2

I have the following url 'http://www.alriyadh.com/file/278?&page=1' I would like to write a regex to access urls from page=2 till page=12

For example, this url is needed 'http://www.alriyadh.com/file/278?&page=4', but not page = 14

I reckon what will work is a function that iterate the specified 10 pages to access all the urls within them. I have tried this regex but does not work '.*?=[2-9]'

My aim is to get the content from those urls using newspaper package. I simply want this data for my research

Thanks in advance

  • When you say `.*?=[2-9]` does not work, what do you mean? Does it not match any of the URLs? – David Deutsch Jun 19 '15 at 20:08
  • for loop with range is not cool? why regex, i don't get it. – taesu Jun 19 '15 at 20:10
  • Is there a reason that you're trying to write a regex to generate the page numbers rather than just actually yanking the URL off of the page using BeautifulSoup up through page 12? I hope you're not actually doing the XHTML parsing using regex, [since that's generally the wrong approach](http://stackoverflow.com/questions/1732348/regex-match-open-tags-except-xhtml-self-contained-tags) – sofly Jun 19 '15 at 20:11
  • I am trying simple things so for loof from page 2 to 12 would get me all I want. Is there other ways? – user3783816 Jun 19 '15 at 20:11
  • I have tried BeautifulSoup and it is great for getting content from one url. I am trying to get all the urls from this page and then scrap them in the next step. Does that makes sense? – user3783816 Jun 19 '15 at 20:13
  • why would you not use a for loop? A regex makes no sense at all for what you are trying to so – Padraic Cunningham Jun 19 '15 at 20:17
  • I think he is confused. – taesu Jun 19 '15 at 20:18
  • Yeah, it seems that way. @taesu's answer below is how I'd go about this – sofly Jun 19 '15 at 20:21

2 Answers2

1

does not require regex, a simple preset loop will do.

import requests
from bs4 import BeautifulSoup as bs

url = 'http://www.alriyadh.com/file/278?&page='

for page in range(2,13):
    html = requests.get(url+str(page)).text
    soup = bs(html)
taesu
  • 4,482
  • 4
  • 23
  • 41
0

Here's a regex to access the proper range (i.e. 2-12):

([2-9]|1[012])

Judging by what you have now, I am unsure that your regex will work as you intend it to.
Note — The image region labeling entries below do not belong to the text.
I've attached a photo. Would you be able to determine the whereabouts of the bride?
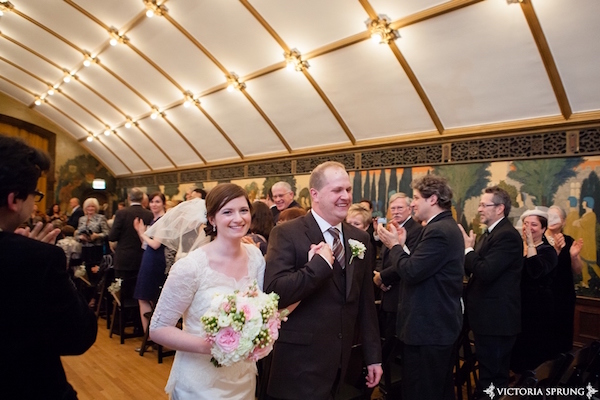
[150,183,265,400]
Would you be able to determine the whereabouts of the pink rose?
[267,318,281,341]
[248,345,273,361]
[215,327,240,353]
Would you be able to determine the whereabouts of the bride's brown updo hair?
[204,183,252,237]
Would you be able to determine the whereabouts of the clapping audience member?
[0,135,97,400]
[244,201,274,256]
[75,197,108,307]
[510,208,558,374]
[459,186,523,395]
[546,206,583,353]
[133,192,169,332]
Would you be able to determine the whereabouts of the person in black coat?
[375,175,465,400]
[459,186,523,395]
[0,135,97,400]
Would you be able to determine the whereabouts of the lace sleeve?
[150,257,199,329]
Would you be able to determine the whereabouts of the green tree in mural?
[363,171,371,199]
[434,163,490,229]
[377,169,387,211]
[398,168,412,197]
[263,176,296,197]
[507,157,583,206]
[385,168,398,199]
[164,183,179,200]
[498,180,519,208]
[352,171,362,203]
[244,181,260,201]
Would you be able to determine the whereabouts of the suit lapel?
[301,212,348,293]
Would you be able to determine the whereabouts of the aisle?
[62,319,173,400]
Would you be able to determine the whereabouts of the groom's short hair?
[0,135,51,207]
[308,161,346,190]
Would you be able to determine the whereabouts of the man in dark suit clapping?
[265,162,382,400]
[0,135,97,400]
[376,175,464,400]
[459,186,523,396]
[108,188,153,284]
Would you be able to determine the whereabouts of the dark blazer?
[465,218,523,336]
[265,213,381,399]
[67,206,83,229]
[108,205,154,271]
[379,218,423,312]
[0,232,98,400]
[271,200,302,224]
[382,211,465,346]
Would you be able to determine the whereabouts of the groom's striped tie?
[327,226,346,269]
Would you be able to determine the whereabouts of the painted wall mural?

Perhaps I am misinterpreting your regex altogether, but is the '?=' intended to be a lookahead? Or are you actually searching for a '?' immediately followed by a '=' immediately followed by any number 2-9? How familiar are you with regexs in general? This particular one seems dangerously vague to find a meaningful match.

wpcarro
  • 1,528
  • 10
  • 13